Independence as it was taught and expressed to me was about more than being able to buy your own drinks in the club, your own jewelry, or any other tangible item. It wasn't about the one-off things that you can acquire by yourself, it was about a deeper level of self-sufficiency. Hard for me to put into words, but I saw my mom raise three children on her own, move us from a townhouse into a home that was bigger than the one she shared with my father, take us on trips and make sure that Christmases and birthdays were incredible. Even just thinking about my father, who moved to Canada where he knew no one, and still built a life - I used these things to push myself and say, "I can make it on my own."
However, that's me and my typical way of being stuck in history. This is now. I've made it this far on my own, and as a married woman, I'm not "on my own" anymore. I always knew I'd have a great life with the Mr. because he was independent and goal oriented and could take care of his business - but I never thought about how things would work when it was time for us to take care of our business. It's funny, because if the Mr. was the type of man who couldn't do for himself, I likely wouldn't have married him - but I would almost be more comfortable because I could still maintain my role as Empress of Taking Care Of Everything.

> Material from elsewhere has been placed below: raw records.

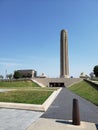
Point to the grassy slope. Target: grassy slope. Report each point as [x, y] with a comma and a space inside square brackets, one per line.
[86, 91]
[17, 84]
[25, 92]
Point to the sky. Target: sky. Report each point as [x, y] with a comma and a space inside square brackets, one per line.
[30, 35]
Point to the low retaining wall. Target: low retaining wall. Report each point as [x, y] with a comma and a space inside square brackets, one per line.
[94, 84]
[32, 107]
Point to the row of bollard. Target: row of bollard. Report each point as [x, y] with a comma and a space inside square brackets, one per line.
[75, 113]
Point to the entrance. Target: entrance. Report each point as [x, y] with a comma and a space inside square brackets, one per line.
[56, 84]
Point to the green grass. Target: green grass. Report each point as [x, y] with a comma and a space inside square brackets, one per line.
[24, 92]
[86, 91]
[25, 96]
[14, 84]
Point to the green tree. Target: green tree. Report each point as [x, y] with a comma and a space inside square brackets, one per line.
[96, 70]
[17, 75]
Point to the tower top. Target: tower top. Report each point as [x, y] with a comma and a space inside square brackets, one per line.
[63, 30]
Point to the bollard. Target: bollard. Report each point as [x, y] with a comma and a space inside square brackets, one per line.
[75, 113]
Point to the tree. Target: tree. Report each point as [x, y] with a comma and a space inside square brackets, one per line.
[96, 70]
[17, 75]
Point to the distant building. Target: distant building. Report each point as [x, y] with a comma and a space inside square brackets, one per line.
[28, 73]
[83, 75]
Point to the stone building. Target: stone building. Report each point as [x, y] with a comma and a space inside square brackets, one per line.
[29, 73]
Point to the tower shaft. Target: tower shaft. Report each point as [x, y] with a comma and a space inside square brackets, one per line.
[64, 65]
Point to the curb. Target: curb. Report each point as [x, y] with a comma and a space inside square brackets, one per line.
[32, 107]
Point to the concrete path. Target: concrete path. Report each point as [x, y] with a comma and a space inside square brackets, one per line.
[61, 108]
[12, 119]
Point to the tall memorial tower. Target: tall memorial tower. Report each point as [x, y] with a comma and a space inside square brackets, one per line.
[64, 64]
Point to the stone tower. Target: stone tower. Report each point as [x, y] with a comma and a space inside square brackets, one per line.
[64, 65]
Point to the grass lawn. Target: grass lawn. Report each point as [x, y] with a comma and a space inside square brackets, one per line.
[24, 92]
[86, 91]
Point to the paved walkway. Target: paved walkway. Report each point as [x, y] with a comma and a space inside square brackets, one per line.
[12, 119]
[61, 108]
[58, 116]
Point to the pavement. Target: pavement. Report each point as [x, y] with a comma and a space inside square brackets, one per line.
[13, 119]
[59, 114]
[57, 117]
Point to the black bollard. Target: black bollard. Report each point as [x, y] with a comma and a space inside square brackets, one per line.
[75, 113]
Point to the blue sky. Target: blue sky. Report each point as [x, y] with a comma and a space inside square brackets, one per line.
[30, 35]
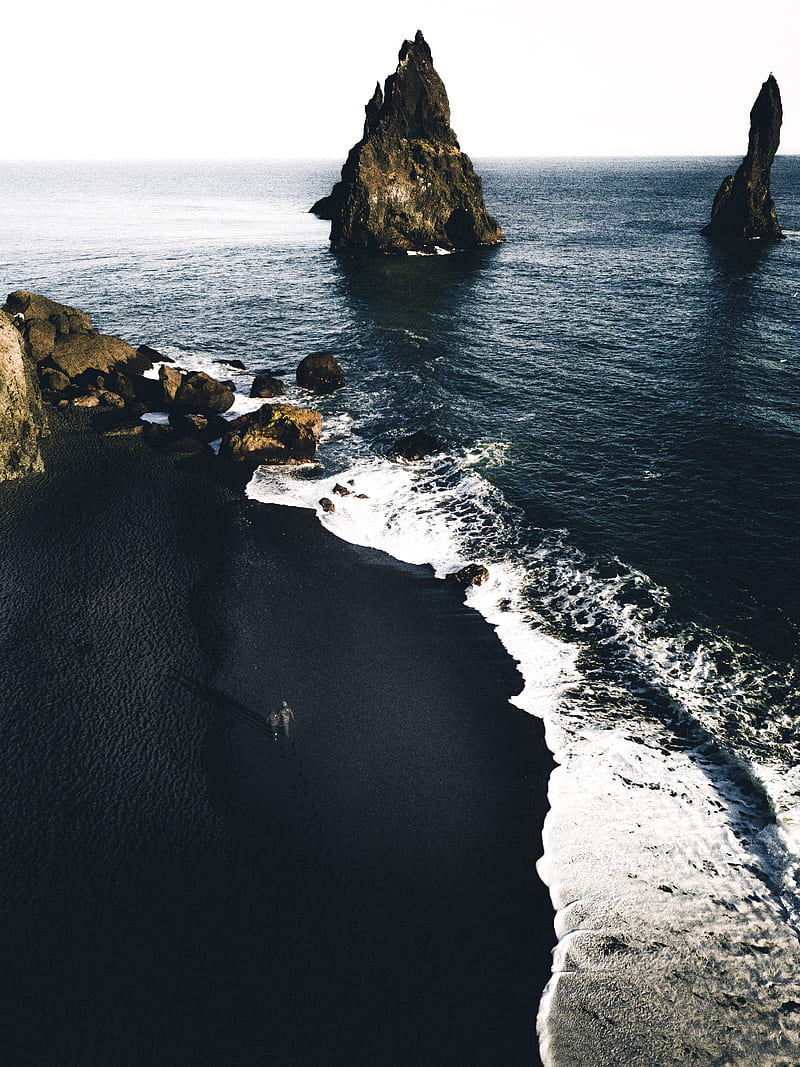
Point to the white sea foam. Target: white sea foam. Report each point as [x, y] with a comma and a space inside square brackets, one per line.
[675, 893]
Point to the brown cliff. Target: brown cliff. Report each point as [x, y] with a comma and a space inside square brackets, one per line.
[406, 186]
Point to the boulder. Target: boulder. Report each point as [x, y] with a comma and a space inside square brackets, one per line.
[21, 414]
[415, 447]
[320, 372]
[473, 574]
[153, 355]
[53, 381]
[203, 395]
[275, 433]
[170, 379]
[205, 428]
[406, 186]
[742, 208]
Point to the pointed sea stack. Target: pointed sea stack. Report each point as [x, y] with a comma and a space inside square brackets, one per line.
[742, 208]
[406, 186]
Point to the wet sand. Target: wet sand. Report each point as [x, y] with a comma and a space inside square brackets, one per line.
[178, 887]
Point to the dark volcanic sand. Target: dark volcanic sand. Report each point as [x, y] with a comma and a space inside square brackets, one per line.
[177, 888]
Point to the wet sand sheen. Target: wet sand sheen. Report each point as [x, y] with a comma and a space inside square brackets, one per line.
[177, 885]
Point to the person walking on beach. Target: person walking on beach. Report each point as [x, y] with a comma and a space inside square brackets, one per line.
[286, 716]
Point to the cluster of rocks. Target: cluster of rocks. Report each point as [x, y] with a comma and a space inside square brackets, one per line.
[78, 366]
[742, 209]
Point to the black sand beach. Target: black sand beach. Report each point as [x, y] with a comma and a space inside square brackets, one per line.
[179, 888]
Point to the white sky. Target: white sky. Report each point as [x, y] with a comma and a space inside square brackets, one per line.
[173, 79]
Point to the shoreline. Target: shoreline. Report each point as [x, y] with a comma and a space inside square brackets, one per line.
[366, 888]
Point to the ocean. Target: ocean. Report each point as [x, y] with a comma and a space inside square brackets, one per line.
[620, 407]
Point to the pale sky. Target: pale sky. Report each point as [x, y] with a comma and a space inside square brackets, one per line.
[174, 79]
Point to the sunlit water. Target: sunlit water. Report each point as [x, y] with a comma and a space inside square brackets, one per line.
[620, 403]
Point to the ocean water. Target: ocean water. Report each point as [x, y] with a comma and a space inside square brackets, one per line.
[620, 407]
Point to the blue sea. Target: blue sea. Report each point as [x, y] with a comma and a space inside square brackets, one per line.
[620, 407]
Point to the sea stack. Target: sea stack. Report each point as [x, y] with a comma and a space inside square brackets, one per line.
[406, 186]
[742, 208]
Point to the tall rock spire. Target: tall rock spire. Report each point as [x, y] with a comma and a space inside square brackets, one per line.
[406, 186]
[742, 208]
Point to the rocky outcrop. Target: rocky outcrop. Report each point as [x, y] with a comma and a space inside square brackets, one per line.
[406, 186]
[21, 416]
[742, 208]
[62, 338]
[320, 372]
[275, 433]
[416, 446]
[473, 574]
[265, 386]
[203, 395]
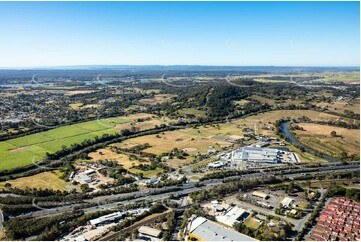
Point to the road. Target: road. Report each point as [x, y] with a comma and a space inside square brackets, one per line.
[1, 220]
[112, 201]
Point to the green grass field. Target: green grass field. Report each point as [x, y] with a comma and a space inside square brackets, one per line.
[32, 148]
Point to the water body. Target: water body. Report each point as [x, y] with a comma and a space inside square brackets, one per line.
[293, 140]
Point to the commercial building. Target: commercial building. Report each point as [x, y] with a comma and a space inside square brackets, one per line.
[204, 230]
[107, 218]
[216, 164]
[260, 195]
[145, 230]
[233, 215]
[287, 202]
[241, 156]
[85, 178]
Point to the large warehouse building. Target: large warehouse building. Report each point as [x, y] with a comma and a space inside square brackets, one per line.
[202, 229]
[240, 157]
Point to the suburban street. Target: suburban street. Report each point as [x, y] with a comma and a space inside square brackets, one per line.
[110, 202]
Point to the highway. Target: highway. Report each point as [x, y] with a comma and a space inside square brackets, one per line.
[112, 201]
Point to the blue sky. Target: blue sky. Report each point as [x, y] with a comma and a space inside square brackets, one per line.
[175, 33]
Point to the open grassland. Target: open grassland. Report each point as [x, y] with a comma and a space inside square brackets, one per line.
[32, 148]
[319, 138]
[273, 102]
[45, 180]
[123, 159]
[273, 81]
[340, 107]
[75, 105]
[350, 77]
[193, 111]
[194, 140]
[158, 98]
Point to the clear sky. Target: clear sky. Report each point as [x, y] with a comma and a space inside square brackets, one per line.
[176, 33]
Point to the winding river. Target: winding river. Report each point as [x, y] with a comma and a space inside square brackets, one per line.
[293, 140]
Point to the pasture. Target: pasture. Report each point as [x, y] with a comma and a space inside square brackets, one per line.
[158, 98]
[340, 107]
[319, 138]
[32, 148]
[194, 140]
[45, 180]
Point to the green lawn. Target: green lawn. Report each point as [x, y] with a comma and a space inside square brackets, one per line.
[32, 148]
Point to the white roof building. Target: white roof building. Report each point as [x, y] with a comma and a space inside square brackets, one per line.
[205, 230]
[106, 218]
[150, 231]
[240, 157]
[233, 215]
[287, 201]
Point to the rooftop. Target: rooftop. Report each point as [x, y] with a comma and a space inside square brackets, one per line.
[211, 231]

It's been a bit difficult to let my guard down, but I'm slowly getting used to sharing life's load. Having two strong people in a partnership is great, but it takes some time to confirm each person's role once the celebratory dust settles. There are things that he's better at, so I let him take the reins. There are things that I'm better at, so I relish the opportunity to make it do what it do, baby. What has helped me the most is to finally reach a level of trust that I've never felt safe with before. I'm not constantly waiting for things to collapse, I'm just enjoying each day as it comes. Letting go of that paranoia has helped me to see that my lessons of independence definitely made me the woman I am today, but don't have to be as rigid as I once thought. An intensely dedicated relationship, married or otherwise, is a living, breathing entity. What you thought on day 1 is not necessarily what you'll think on day 967 and beyond, and for me, with this lesson, that is a good thing.